Erik, you may be quite happy with your current publisher. If so, please disregard my comment. I came across this “publisher” after ordering a book called “The Nicholas Effect”. It is a self-publishing publisher..www.authorhouse.com. You may already know about it. From the info there, you get more control over the process and it sounds like more money to you too. Guess you are a better judge on that. Looking forward to reading your new book.
AMISH RESEARCH PROYECT
I am studying second high school in Barcelona and I am doing my final research proyect on the success of the Amish businesses. Also, I have read your book “Success Made Simple” that is helping me a lot to understand how they work.
I am writing because it would be very important to me that you could answer a few questions, they will not take up much more than 5 minutes and it will be very useful to raise my qualification.
Thanks for your time and consideration.
Hope you will answer before next month begins.

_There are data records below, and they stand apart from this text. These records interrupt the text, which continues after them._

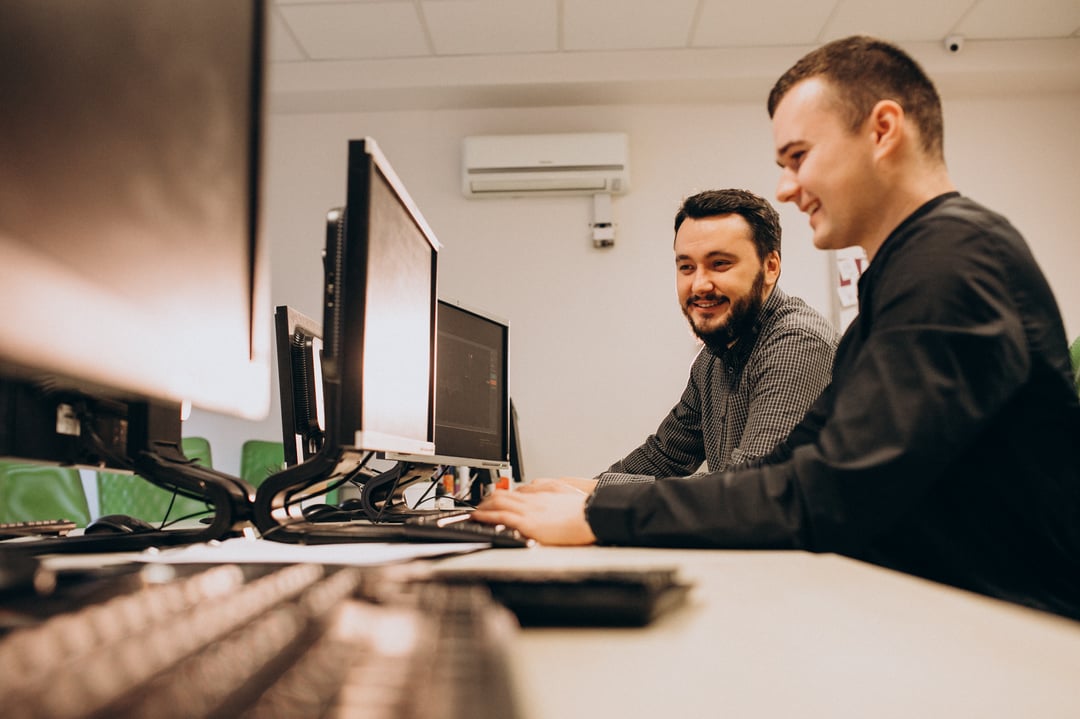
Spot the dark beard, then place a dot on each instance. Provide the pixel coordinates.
(740, 321)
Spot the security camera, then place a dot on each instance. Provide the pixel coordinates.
(954, 43)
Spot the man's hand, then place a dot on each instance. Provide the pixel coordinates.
(553, 515)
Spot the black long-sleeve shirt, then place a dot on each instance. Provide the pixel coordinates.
(946, 445)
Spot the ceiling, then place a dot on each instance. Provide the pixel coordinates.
(423, 54)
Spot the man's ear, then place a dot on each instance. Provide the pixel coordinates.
(886, 125)
(771, 267)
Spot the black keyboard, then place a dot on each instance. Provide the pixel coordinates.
(293, 641)
(36, 528)
(459, 526)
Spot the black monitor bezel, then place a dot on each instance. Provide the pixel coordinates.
(345, 310)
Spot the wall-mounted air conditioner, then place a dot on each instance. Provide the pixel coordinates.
(522, 165)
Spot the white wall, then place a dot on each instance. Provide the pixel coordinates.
(599, 349)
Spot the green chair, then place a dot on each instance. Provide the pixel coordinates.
(259, 459)
(1075, 354)
(134, 496)
(41, 491)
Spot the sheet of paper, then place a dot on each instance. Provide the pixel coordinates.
(253, 551)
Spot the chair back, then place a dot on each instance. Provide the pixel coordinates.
(41, 491)
(259, 459)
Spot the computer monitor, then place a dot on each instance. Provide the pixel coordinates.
(129, 204)
(472, 403)
(298, 340)
(379, 313)
(134, 273)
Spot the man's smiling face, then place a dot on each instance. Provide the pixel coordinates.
(720, 281)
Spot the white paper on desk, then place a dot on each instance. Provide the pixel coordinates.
(355, 554)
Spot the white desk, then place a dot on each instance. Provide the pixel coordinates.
(787, 634)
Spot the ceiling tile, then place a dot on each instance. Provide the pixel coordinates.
(621, 25)
(356, 30)
(912, 19)
(281, 45)
(725, 24)
(1031, 18)
(476, 27)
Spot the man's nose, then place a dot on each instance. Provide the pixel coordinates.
(786, 187)
(702, 283)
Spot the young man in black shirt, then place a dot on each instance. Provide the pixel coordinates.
(947, 444)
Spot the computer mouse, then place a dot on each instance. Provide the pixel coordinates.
(119, 524)
(327, 513)
(352, 504)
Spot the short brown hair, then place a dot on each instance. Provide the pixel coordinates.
(864, 71)
(761, 217)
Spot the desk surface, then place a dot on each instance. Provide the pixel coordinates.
(788, 634)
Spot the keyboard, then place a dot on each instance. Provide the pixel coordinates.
(36, 528)
(461, 527)
(446, 526)
(293, 641)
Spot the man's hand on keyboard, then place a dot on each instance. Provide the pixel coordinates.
(554, 514)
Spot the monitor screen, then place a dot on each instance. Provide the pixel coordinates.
(298, 341)
(379, 313)
(129, 174)
(471, 391)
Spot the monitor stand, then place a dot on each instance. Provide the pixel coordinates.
(138, 436)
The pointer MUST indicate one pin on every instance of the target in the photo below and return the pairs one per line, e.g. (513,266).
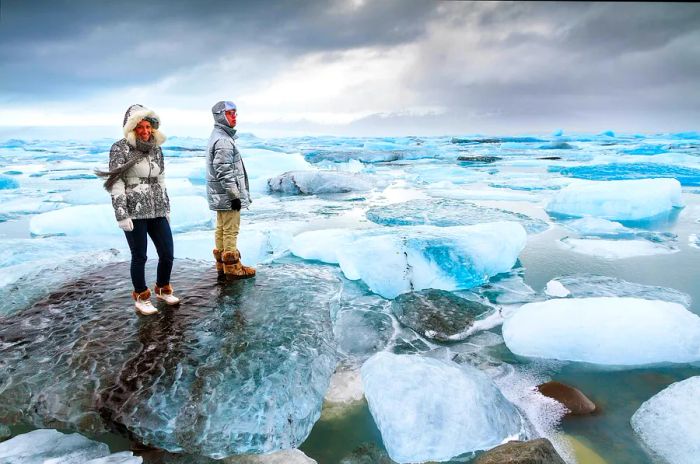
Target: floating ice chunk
(432,410)
(590,285)
(7,182)
(616,249)
(458,193)
(447,212)
(669,422)
(345,387)
(556,289)
(597,226)
(397,260)
(625,171)
(437,314)
(290,456)
(618,200)
(606,330)
(362,333)
(694,240)
(318,182)
(187,213)
(47,446)
(646,150)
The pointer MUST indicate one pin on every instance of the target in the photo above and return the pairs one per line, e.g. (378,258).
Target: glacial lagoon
(362,244)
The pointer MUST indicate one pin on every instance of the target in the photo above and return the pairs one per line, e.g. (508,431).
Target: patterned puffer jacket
(140,192)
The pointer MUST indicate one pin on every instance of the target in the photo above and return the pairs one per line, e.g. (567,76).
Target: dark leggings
(159,231)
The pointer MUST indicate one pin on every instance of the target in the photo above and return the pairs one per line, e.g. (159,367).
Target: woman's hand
(127,225)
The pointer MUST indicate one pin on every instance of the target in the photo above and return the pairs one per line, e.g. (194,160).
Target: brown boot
(165,294)
(233,267)
(247,269)
(142,302)
(219,262)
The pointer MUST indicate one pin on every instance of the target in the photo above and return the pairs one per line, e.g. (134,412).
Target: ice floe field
(412,293)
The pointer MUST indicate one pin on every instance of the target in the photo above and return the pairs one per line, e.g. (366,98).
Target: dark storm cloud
(50,48)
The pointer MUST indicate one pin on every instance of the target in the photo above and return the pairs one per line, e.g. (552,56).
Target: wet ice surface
(669,422)
(248,350)
(48,446)
(411,184)
(451,411)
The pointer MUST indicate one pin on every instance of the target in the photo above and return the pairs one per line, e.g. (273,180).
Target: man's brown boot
(219,262)
(247,269)
(233,267)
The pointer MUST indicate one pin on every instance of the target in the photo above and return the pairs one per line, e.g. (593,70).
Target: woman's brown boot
(219,262)
(233,267)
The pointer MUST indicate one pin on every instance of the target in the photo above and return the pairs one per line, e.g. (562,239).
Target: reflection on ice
(397,260)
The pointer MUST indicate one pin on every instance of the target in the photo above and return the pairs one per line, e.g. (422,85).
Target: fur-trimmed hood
(134,115)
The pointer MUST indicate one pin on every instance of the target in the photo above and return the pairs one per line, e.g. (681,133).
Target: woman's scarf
(113,175)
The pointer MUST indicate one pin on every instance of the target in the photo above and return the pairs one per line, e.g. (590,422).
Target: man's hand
(127,225)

1.- First of all, what leads you to get interested in the Amish community?
2.- What was your main purpose in writing this book and what kind of readers do you recommend it to?
3.- It was easy to interview Amish entrepreneurs? They put any condition?
4.- Do you think their way of doing business would succeed in Europe at this time?
5.- In your opinion which you think are the three main keys to success in Amish business?
6.- What most surprised you during this time?
7.- And finally, are you planning to do other things related with economy?